The surface of every cell is covered in receptors, protein structures that bind to chemicals like hormones or neurotransmitters that are outside of the cell. These bonds can send signals into the cell and cause changes in its behavior.
In order to use nanoparticles for drug delivery, the first step is to identify receptors on the infected cells that are different from those on healthy cells. The next step is to find a molecule, or ligand, that binds strongly to that particular receptor. Then, the ligand can be attached to the outside of the nanoparticles carrying the drug.
With apologies to the biologists for this overly simple explanation, you might think about it this way. Imagine that a receptor is kind of like a locked door and ligands are keys. When the key fits perfectly inside the lock, the door opens and the drug is delivered. When a diseased cell has a different lock than a healthy cell, this technique seems straightforward -- the nanoparticle is outfitted with a key that only opens the door to a diseased cell.
Other scenarios, however, have to be considered. In the case of some diseases, including some cancers, a diseased cell will have the same receptor as a healthy cell, but lots more of them. The approach then is to attach several keys to the nanoparticle and design the nanoparticle to only release the drug when the binding energy between the nanoparticle and the cell is really high—higher than one key-in-lock combination will produce on its own. In other words, the door only opens when you have keys in multiple locks. This works most of the time, but not always.
Regardless of the targeting scenario, the problem is that ligands can still bind to receptors that aren’t an exact match—the bonds just aren’t as strong. In some cases, several weak bonds can add up to a high binding energy and fool a nanoparticle into thinking it’s found a diseased cell. This means more side effects and higher toxicity.
In considering this problem, Angioletti-Uberti wondered whether it would be possible to optimize the ligands so that they become more selective in this situation. He had an idea, but was in the middle of several other research projects so he filed it away in the ““Ideas_for_future_projects” folder on his computer. Fast-forward four years and, when time and opportunity aligned, Angioletti-Uberti opened the file and got to work.
The problem is one of statistics. There are several different receptors on a cell that can each bind to one, or none, of several ligands on a nanoparticle. For high selectivity, the targeted receptors should bind with the ligands so that their collective effect results in a high binding energy.
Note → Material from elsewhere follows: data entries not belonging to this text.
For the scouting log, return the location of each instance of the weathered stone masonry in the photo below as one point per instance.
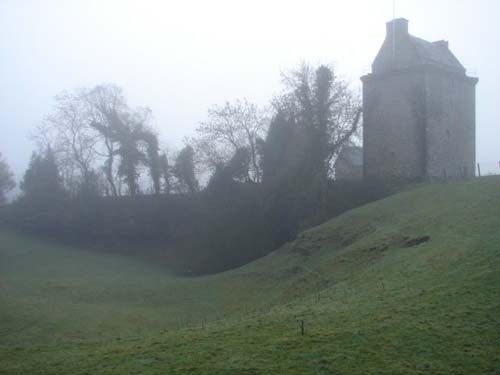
(418, 111)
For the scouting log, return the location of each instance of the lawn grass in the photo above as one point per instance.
(370, 302)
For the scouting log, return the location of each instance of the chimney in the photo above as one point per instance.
(397, 25)
(441, 43)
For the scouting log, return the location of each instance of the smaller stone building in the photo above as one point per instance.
(418, 111)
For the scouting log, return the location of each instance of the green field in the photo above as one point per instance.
(406, 285)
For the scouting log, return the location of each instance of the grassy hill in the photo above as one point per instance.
(407, 285)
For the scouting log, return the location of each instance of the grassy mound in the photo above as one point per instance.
(406, 285)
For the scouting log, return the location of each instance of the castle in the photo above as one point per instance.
(418, 111)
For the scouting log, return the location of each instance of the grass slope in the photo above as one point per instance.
(370, 302)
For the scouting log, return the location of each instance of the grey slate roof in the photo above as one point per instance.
(402, 50)
(436, 53)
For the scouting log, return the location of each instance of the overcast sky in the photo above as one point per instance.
(180, 57)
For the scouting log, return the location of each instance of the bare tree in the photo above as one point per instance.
(229, 128)
(67, 131)
(323, 103)
(7, 182)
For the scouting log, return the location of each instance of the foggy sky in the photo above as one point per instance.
(180, 57)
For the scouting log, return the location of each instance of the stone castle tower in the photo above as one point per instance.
(418, 111)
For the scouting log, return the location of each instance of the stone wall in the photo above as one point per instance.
(450, 125)
(393, 125)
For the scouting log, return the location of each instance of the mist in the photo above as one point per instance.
(179, 59)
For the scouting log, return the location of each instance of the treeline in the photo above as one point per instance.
(101, 176)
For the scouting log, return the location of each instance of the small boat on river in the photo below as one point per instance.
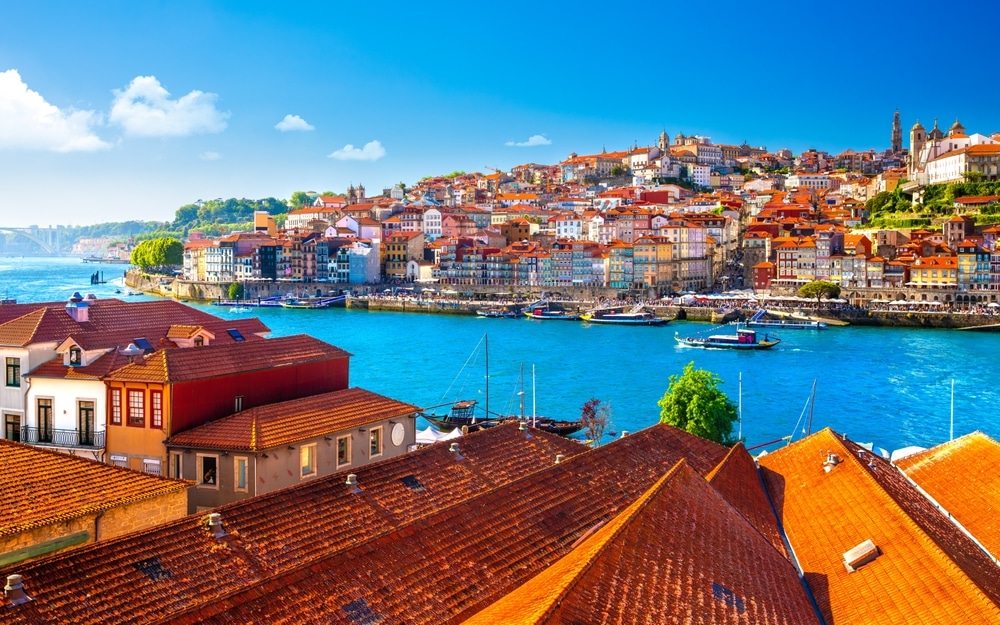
(744, 339)
(759, 320)
(547, 310)
(638, 315)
In addition, they should bind a lot more weakly to all other possible receptors, so that even collectively these bonds do not contribute very much to the binding energy.
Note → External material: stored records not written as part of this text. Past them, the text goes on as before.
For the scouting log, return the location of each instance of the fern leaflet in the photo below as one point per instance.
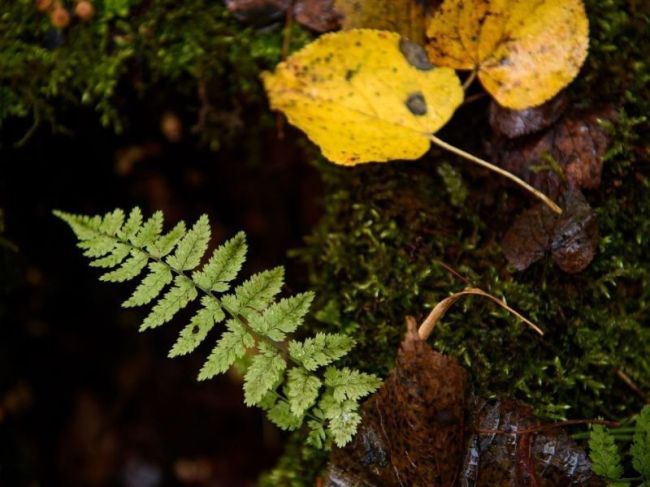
(257, 325)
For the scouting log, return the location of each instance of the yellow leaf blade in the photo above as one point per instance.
(525, 51)
(357, 96)
(540, 52)
(406, 17)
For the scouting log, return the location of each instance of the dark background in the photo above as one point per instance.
(84, 398)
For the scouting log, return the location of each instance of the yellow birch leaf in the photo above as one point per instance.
(406, 17)
(525, 51)
(358, 97)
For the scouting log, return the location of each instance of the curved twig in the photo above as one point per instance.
(427, 326)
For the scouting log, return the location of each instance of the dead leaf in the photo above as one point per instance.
(318, 15)
(413, 427)
(577, 143)
(572, 238)
(515, 123)
(524, 52)
(498, 455)
(406, 17)
(359, 98)
(414, 433)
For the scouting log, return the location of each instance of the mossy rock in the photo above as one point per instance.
(376, 256)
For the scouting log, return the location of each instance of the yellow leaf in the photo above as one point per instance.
(525, 51)
(357, 96)
(406, 17)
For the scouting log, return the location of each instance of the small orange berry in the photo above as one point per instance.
(84, 10)
(60, 17)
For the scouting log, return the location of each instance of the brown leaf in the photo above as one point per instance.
(413, 427)
(414, 433)
(571, 238)
(498, 456)
(577, 143)
(515, 123)
(318, 15)
(258, 12)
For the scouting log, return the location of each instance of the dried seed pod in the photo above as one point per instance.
(84, 10)
(60, 17)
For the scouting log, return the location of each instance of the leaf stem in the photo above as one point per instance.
(466, 155)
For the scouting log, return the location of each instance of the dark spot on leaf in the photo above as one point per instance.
(415, 55)
(416, 104)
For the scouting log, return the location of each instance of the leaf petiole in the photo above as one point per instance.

Working through a mathematical model for this, Angioletti-Uberti showed that as the number of ligands increases, the nanoparticles become more susceptible to attaching to healthy cells. This is because there is more potential for weak bonds to form between ligands and the other receptors on the surface of a cell. In other words, nanoparticles with more ligands have a harder time distinguishing between target cells and other cells.
While this is bad news, his work also suggests an easy and very general solution: before sending the nanoparticles out in search of diseased cells, coat them with “protecting” receptors that bind to the attached ligands.
It might seem counterintuitive, but here is the logic. You want the ligand to bind with only the targeted receptor, not anything else on the cell. A ligand can only bind to one receptor at a time, but the bonds in this system are constantly breaking and reforming. An unbound ligand will bind with whatever receptor is most favorable at the moment. If the “protecting” receptors are more favorable than random receptors on a cell but less favorable than the target receptor, an unbound ligand will bind first to a target receptor, if it’s available. If not, it will bind to a “protecting” receptor instead of a random receptor on a cell. This reduces the likelihood of weak bonds between a nanoparticle and an untargeted cell adding up to a high binding energy.
This work is theoretical, but Angioletti-Uberti is optimistic that it will soon be put to test in the lab. “I really hope to convince as many people as possible to try this design principle,” says Angioletti-Uberti. The benefit could be huge, he says, for drug-delivery systems, biosensors that look for diseases, and other biomedical applications that rely on targeting receptors.